Crystal structures of A) 5, B) 6, and C) 7 with thermal ellipsoids at 50% probability. Hydrogens have been omitted to improve clarity.

Radioactive ^99mTc^I complexes were prepared in a sequential manner analogous to Re^I analogs and analyzed by comparative UV/radio-HPLC (Figure 2 (4), Figure S1 (pic)). Complexation of fac-[^99mTc^I(OH₂)₃(CO)₃]⁺ with NO bidentate ligands, pic (1×10⁻³ M) or 4 (5×10⁻³ M), was achieved by heating at 90 °C or 50 °C for 1 h to give fac-[^99mTc^I(OH₂)(CO)₃(L)], L= pic (1a), 4 (5a), in quantitative yields (>98%). Addition of PPh₃ (10⁻³ M) to 1a or 5a at 60 °C for 1 h afforded the 2+1 product fac-[^99mTc^I(CO)₃(PPh₃)(L)], L= pic (2a), 4 (6a),, in 93% and 81% yield, respectively. Increasing reaction temperature (>90 °C) for 1 h led to the quantitative formation of the 2+1+1 complex fac-[^99mTc^I(CO)₂(PPh₃)₂(L)], L= pic (3a), 4 (7a). At intermediate temperatures (60–90 °C), peaks for both bi- and tricarbonyl complexes were observed in the chromatograms. While a mixture of bi- and tricarbonyl complexes is not ideal for radiopharmaceutical applications, temperature control can be utilized for selective complex formation to yield either the 2+1 tricarbonyl complex at low temperatures or the 2+1+1 bicarbonyl complex at high temperatures. Further optimization of reaction conditions ([PR₃], reaction time, temperature) can also be used to mitigate mixed complexes in a single sample.

Figure 2.

Normalized and offset UV and radio- HPLC chromatograms of 6 (t_R = 22.3 min), 6a (t_R = 22.5 min), 7 (t_R = 22.9 min) and 7a (t_R = 23.2 min).

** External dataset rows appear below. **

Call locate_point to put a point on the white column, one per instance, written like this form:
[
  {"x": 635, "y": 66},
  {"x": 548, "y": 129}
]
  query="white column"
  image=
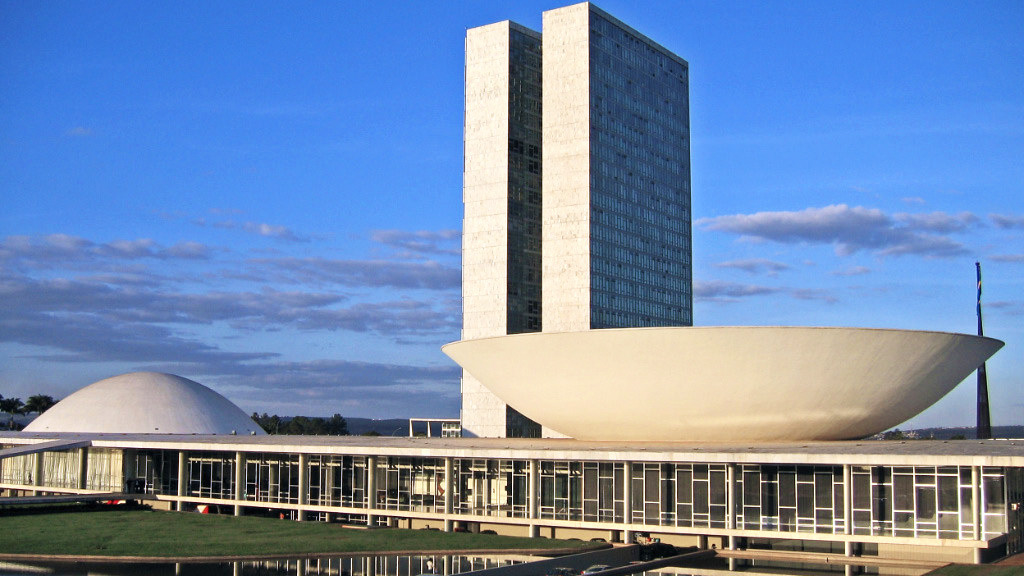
[
  {"x": 848, "y": 506},
  {"x": 976, "y": 501},
  {"x": 449, "y": 493},
  {"x": 182, "y": 477},
  {"x": 730, "y": 503},
  {"x": 240, "y": 481},
  {"x": 37, "y": 470},
  {"x": 534, "y": 497},
  {"x": 371, "y": 489},
  {"x": 303, "y": 486},
  {"x": 628, "y": 502},
  {"x": 976, "y": 509},
  {"x": 83, "y": 467}
]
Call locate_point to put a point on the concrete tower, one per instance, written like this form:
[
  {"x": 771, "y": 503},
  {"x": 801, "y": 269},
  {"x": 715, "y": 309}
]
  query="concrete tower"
[{"x": 580, "y": 217}]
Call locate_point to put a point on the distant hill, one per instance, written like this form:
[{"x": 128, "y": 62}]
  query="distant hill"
[
  {"x": 965, "y": 432},
  {"x": 390, "y": 426}
]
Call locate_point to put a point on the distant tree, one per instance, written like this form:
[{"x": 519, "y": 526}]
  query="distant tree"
[
  {"x": 303, "y": 425},
  {"x": 894, "y": 435},
  {"x": 11, "y": 405},
  {"x": 39, "y": 403},
  {"x": 336, "y": 425}
]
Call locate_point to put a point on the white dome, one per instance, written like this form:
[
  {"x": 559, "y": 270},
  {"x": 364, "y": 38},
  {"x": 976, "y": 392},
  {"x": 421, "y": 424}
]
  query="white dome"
[{"x": 145, "y": 403}]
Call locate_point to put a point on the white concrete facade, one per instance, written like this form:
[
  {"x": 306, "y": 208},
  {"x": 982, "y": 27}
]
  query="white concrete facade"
[
  {"x": 484, "y": 235},
  {"x": 566, "y": 169},
  {"x": 723, "y": 383},
  {"x": 643, "y": 260},
  {"x": 497, "y": 237}
]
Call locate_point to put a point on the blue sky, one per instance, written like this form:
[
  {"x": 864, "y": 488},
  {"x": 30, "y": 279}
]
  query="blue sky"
[{"x": 265, "y": 197}]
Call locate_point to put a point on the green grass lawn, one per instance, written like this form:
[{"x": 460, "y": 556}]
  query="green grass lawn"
[{"x": 147, "y": 533}]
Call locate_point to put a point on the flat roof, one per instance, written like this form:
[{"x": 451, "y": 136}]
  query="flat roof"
[{"x": 866, "y": 452}]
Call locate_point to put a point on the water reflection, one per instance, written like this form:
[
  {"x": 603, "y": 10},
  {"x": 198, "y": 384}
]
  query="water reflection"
[{"x": 440, "y": 565}]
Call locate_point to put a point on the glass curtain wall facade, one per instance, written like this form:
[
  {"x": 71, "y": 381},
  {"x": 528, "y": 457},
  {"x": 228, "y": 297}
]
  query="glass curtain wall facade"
[
  {"x": 577, "y": 188},
  {"x": 616, "y": 176},
  {"x": 905, "y": 503},
  {"x": 640, "y": 180}
]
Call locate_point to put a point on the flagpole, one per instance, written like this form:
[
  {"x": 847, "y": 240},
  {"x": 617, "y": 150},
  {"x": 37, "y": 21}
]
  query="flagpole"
[{"x": 984, "y": 425}]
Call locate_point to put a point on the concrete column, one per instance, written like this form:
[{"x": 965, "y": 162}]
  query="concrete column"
[
  {"x": 628, "y": 502},
  {"x": 534, "y": 497},
  {"x": 83, "y": 467},
  {"x": 240, "y": 481},
  {"x": 976, "y": 501},
  {"x": 371, "y": 489},
  {"x": 37, "y": 470},
  {"x": 848, "y": 505},
  {"x": 449, "y": 492},
  {"x": 730, "y": 502},
  {"x": 303, "y": 486},
  {"x": 182, "y": 478}
]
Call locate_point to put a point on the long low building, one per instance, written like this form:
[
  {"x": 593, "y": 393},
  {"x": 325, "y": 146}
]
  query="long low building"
[{"x": 958, "y": 500}]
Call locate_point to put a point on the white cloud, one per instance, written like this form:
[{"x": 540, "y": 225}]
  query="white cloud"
[
  {"x": 851, "y": 230},
  {"x": 755, "y": 265}
]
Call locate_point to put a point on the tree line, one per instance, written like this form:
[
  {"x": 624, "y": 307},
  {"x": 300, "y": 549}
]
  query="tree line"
[
  {"x": 39, "y": 403},
  {"x": 335, "y": 425}
]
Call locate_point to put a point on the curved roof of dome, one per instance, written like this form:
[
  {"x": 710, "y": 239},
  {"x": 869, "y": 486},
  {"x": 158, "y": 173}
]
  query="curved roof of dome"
[{"x": 145, "y": 403}]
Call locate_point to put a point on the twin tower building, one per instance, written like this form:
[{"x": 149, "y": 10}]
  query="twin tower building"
[{"x": 577, "y": 188}]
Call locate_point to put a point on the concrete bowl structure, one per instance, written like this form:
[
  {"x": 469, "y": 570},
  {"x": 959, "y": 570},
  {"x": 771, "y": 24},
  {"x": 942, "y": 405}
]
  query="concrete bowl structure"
[
  {"x": 722, "y": 383},
  {"x": 145, "y": 403}
]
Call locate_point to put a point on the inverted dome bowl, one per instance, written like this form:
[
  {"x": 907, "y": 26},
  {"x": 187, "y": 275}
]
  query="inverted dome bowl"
[{"x": 722, "y": 383}]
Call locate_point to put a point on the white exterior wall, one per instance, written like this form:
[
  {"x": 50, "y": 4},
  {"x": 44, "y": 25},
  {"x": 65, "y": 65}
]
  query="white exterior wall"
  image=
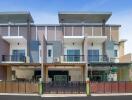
[
  {"x": 15, "y": 46},
  {"x": 75, "y": 75},
  {"x": 95, "y": 46},
  {"x": 116, "y": 47},
  {"x": 25, "y": 73},
  {"x": 75, "y": 72},
  {"x": 70, "y": 46}
]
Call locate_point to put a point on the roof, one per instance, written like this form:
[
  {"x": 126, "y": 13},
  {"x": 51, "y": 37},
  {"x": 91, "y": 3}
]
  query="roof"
[
  {"x": 109, "y": 64},
  {"x": 15, "y": 17},
  {"x": 83, "y": 17}
]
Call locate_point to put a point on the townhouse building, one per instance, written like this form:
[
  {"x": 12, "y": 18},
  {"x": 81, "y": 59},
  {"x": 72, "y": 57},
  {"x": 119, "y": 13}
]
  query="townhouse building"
[{"x": 81, "y": 46}]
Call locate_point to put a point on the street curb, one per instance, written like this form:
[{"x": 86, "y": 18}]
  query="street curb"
[
  {"x": 64, "y": 95},
  {"x": 19, "y": 94},
  {"x": 113, "y": 94}
]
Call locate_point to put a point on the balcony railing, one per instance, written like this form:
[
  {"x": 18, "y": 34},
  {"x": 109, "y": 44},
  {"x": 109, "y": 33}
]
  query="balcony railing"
[
  {"x": 98, "y": 58},
  {"x": 73, "y": 58},
  {"x": 13, "y": 58}
]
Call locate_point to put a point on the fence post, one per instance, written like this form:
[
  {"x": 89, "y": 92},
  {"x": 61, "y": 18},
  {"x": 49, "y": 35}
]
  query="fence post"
[
  {"x": 87, "y": 87},
  {"x": 41, "y": 86}
]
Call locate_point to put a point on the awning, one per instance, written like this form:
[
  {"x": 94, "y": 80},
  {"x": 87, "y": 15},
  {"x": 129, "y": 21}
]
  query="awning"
[
  {"x": 83, "y": 17},
  {"x": 15, "y": 17}
]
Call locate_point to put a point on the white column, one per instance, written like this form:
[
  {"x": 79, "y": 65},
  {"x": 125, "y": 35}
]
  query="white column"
[
  {"x": 9, "y": 30},
  {"x": 18, "y": 31},
  {"x": 101, "y": 32},
  {"x": 55, "y": 33},
  {"x": 92, "y": 31},
  {"x": 83, "y": 30},
  {"x": 64, "y": 29},
  {"x": 72, "y": 30},
  {"x": 36, "y": 33},
  {"x": 110, "y": 33}
]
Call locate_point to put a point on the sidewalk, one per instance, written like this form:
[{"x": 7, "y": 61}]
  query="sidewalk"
[
  {"x": 113, "y": 94},
  {"x": 63, "y": 95}
]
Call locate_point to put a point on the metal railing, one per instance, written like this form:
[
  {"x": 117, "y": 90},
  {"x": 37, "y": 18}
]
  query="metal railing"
[
  {"x": 13, "y": 58},
  {"x": 76, "y": 87},
  {"x": 98, "y": 58},
  {"x": 111, "y": 87},
  {"x": 73, "y": 58}
]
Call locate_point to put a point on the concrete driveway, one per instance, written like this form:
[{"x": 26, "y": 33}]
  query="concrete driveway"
[{"x": 5, "y": 97}]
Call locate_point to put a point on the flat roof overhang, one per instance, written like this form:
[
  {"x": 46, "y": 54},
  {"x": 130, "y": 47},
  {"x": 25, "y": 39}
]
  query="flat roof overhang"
[
  {"x": 96, "y": 39},
  {"x": 16, "y": 17},
  {"x": 108, "y": 64},
  {"x": 14, "y": 39},
  {"x": 20, "y": 64},
  {"x": 73, "y": 39},
  {"x": 83, "y": 17},
  {"x": 45, "y": 64}
]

Log P analysis of the RP-HPLC purified ^99mTc complexes (1a–3a, 5a–7a) indicated they were all moderately lipophilic (log P = 0.8–1.4) with slight increases in lipophilicity as each PPh₃ ligand was incorporated in the complex (ESI Table S1). Transchelation stability studies were conducted with RP-HPLC purified 2a, 3a, 6a, and 7a in the presence of cysteine or histidine (1 mM) at 37 °C and pH 7.4 (ESI Table S2). At 4 h, all complexes were found to be >99% stable. At 18 h, 2a, 3a, and 7a were >99% stable under both conditions. However, 6a exhibited 95% stability with histidine and nearly complete loss (5% remaining) with cysteine suggesting dissociation or steric interactions may impact the overall stability of 2+1 complexes. Similar results were recently observed with bicarbonyl acetylacetone Re/^99mTc complexes.^10d

In conclusion, NO bidentate ligands (i.e., pic or CuAAC product, 4) can be used in conjunction with monodentate phosphine ligands to generate 2+1 fac-[M^I(CO)₃]⁺ and 2+1+1 cis-[M^I(CO)₂]⁺ complexes in macroscale (Re) and radiochemical (^99mTc) concentrations. Temperature control was essential to selectively prepare each species, where higher temperatures formed the bicarbonyl complex exclusively. In general, the ^99mTc bi- and tricarbonyl complexes displayed excellent in vitro stability towards transchelation. The bicarbonyl 2+1+1 complex with 4 appeared to have increased stability over the 2+1 complex suggesting phosphine ligands contribute to destabilization of the trans metal carbonyl bond. These results indicate the first successful combination of the versatile CuAAC and multi-ligand strategies to generate highly stable, multi-component and customizable complexes from the fac-[M^I(CO)₃]⁺ core for radiopharmaceutical applications.